Caso de ser un aborto provocado, ¿se lo había practicado la propia April? Era médico; supuso que sabría cómo hacerlo. Pero… ¿habría sido capaz de asumir semejante riesgo? Eso sin duda dependería del grado de angustia que tuviera por ocultar que había estado embarazada. Seguramente habría acudido a alguien en busca de ayuda, o al menos habría querido confiarse a alguien. En tal caso, ¿podría haber sido esa persona, se dijo, la propia Phoebe? Sólo de pensarlo se enderezó en la butaca de repente y tensó el periódico, con lo que las hojas dieron un seco restallido. ¿Era ésa la razón de que Phoebe estuviera tan segura de que a su amiga le había ocurrido algo grave? ¿Había alguna cosa que ella supiera y que no les hubiera dicho a él y a Hackett? Phoebe era un alma dañada y extraviada en el mundo. Quirke no se tomó la molestia de calcular en qué medida era él el responsable. No le había dado afecto cuando ella necesitaba ese afecto. Era un mal padre; no había manera de escabullirse de esa triste, molesta, dolorosa realidad. Si ella se encontraba en apuros, si sabía cuál era la verdad sobre April Latimer y no sabía a quién recurrir, es que había llegado el momento de que él la ayudase. Ya, ¿y cómo? Se dio cuenta de que estaba empezando a sudar.

—Espero no molestarle.

Levantó los ojos del periódico, sobresaltado y en guardia. Estaba delante de él, con una meliflua sonrisa, la boquilla en una mano y un gin-tonic en la otra. Llevaba un vestido de lana roja, muy ceñido, bajo un abrigo con el cuello de piel y adornos también de piel en las costuras. Tenía un rostro estrecho, maravillosamente delicado y pálido, y un cabello rojo oscuro con un intenso brillo de tinte metálico. Tuvo una vaga sensación de pánico: ¿era alguien a quien debiera conocer? Le resultaba remotamente familiar. Nunca se le dio bien acordarse de las caras. Se puso en pie y la mujer, de repente seria e incluso malhumorada, soltó una carcajada y retrocedió un paso con cierta dificultad.

—Le conozco. Usted es el padre de Phoebe —dijo—. Yo soy amiga suya. Isabel Galloway.

Claro.
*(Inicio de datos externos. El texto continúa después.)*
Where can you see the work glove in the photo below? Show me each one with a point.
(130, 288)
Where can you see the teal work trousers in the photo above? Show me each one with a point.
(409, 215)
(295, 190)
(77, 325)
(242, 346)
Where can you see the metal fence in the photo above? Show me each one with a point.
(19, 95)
La actriz.

—Sí, cómo no —dijo—. Señorita Galloway… Qué tal —le tendió la mano, pero ella miró velozmente a la boquilla que tenía en una mano y el vaso de ginebra en la otra, divertida al indicar su incapacidad—. Phoebe suele hablar mucho de usted —dijo—. Y claro está que la he visto… La he visto en escena.

—¿De veras? —dijo ella, abriendo mucho los ojos en un simulacro de sorpresa y de placer—. No hubiera dicho yo que sea usted aficionado al teatro.
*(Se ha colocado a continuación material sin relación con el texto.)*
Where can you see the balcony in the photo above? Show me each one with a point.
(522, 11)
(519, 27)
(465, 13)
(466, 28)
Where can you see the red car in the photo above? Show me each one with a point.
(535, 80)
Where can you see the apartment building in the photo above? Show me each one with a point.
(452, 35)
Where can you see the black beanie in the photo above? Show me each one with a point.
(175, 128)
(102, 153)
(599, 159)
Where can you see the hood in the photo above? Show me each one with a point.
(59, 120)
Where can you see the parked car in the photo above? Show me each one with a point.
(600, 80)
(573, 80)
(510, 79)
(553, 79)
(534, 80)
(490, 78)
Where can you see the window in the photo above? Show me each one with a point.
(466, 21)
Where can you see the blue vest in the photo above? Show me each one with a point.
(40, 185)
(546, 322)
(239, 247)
Estaba ligeramente achispada. A su espalda, los otros tres, en la barra, daban claros indicios de no tener el menor interés por saber con quién estaba hablando.
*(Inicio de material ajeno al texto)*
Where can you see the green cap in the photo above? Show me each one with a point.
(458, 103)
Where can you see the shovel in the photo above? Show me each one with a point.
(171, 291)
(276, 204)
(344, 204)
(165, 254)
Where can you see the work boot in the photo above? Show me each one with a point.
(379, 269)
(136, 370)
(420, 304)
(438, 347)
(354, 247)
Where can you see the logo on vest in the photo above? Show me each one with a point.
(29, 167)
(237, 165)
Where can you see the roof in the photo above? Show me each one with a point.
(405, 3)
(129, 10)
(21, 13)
—Pues es cierto, no suelo ir muy a menudo. Pero sí, la he visto a usted en algunas ocasiones —aseguró. Ella no dijo nada, quedándose a la espera de manera visible, sin dejarle más salida que invitarla a sentarse con él—. Siéntese, ¿quiere? —dijo, y creyó oír un blando chasquido, como si algo se acabase de cerrar a su alrededor.

Más adelante no podría recordar si en esa primera ocasión ya se dio cuenta de que era una mujer adorable, de una manera lánguida, taimada, felina. Estaba demasiado ocupado en adaptarse a la firmeza del brillo y a la sinceridad con que ella lo miraba; mientras lo estaba observando de ese modo, se sintió como si fuera un alce envejecido y lento de movimientos que se encontrase en el punto de la mira telescópica de un rifle muy abrillantado y muy potente. El dominio de sí que ella tenía lo alarmó; era resultado, supuso, de su adiestramiento de actriz. Era como si la divirtiese algo de mayor tamaño, algo que estaba ocurriendo en ese instante, una cabalgata maravillosa, por absurda, de la que él, sospechó, en ese momento era tan sólo una parte.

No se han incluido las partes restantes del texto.